Bring Out the Type System

By the way, about void-safety: for a decade now, Eiffel has been void-safe, meaning a compile-time guarantee of no run-time null pointer dereferencing. It is beyond my understanding how the rest of the world can still live with programs that run under myriad swords of Damocles: x.op (…) calls that might any minute, without any warning or precedent, hit a null x and crash.
—Bertrand Meyer, Why not program right?

I knew this would be exasperating, but really now. At this point, my eyes rolled completely out of my head and I no longer have eyes. ?

References don't just randomly become null without warning. You chose to call a function that might return null, and didn't bother to put in an if or assert when that's a possibility. Typically the exception system catches it if you do miss it.

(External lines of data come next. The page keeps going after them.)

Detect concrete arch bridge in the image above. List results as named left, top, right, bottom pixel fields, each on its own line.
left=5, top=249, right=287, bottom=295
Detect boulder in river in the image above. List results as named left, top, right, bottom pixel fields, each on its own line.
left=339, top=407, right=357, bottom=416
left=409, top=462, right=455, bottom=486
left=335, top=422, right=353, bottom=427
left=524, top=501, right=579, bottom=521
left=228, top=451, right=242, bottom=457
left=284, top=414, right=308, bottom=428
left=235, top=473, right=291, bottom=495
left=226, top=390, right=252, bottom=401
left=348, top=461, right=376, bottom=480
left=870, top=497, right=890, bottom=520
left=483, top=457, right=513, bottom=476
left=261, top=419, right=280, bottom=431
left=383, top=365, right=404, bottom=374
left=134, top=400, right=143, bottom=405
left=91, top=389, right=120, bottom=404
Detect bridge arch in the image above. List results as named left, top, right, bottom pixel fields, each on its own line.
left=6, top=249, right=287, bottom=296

The Objective-C model of nil messaging just returning nil or 0 was theoretically dangerous, but in practice incredibly useful. Crashing out in Javascript means I have to wrap everything with (x ? x.op() : null) to get the same effect, which might require a lot of temp vars.

Do type devotees actually believe in randomly-appearing errors, or that dynamic programmers just flail our limbs on a keyboard until something manages to pass tests, or do they just exaggerate a rare edge case they saw once, or are they completely fabricating this stuff to justify their waste of time/perversion?

Type systems are self-inflicted BDSM, and it is not self-evident that everyone wants to wear a gimp suit.

12 thoughts on “Bring Out the Type System”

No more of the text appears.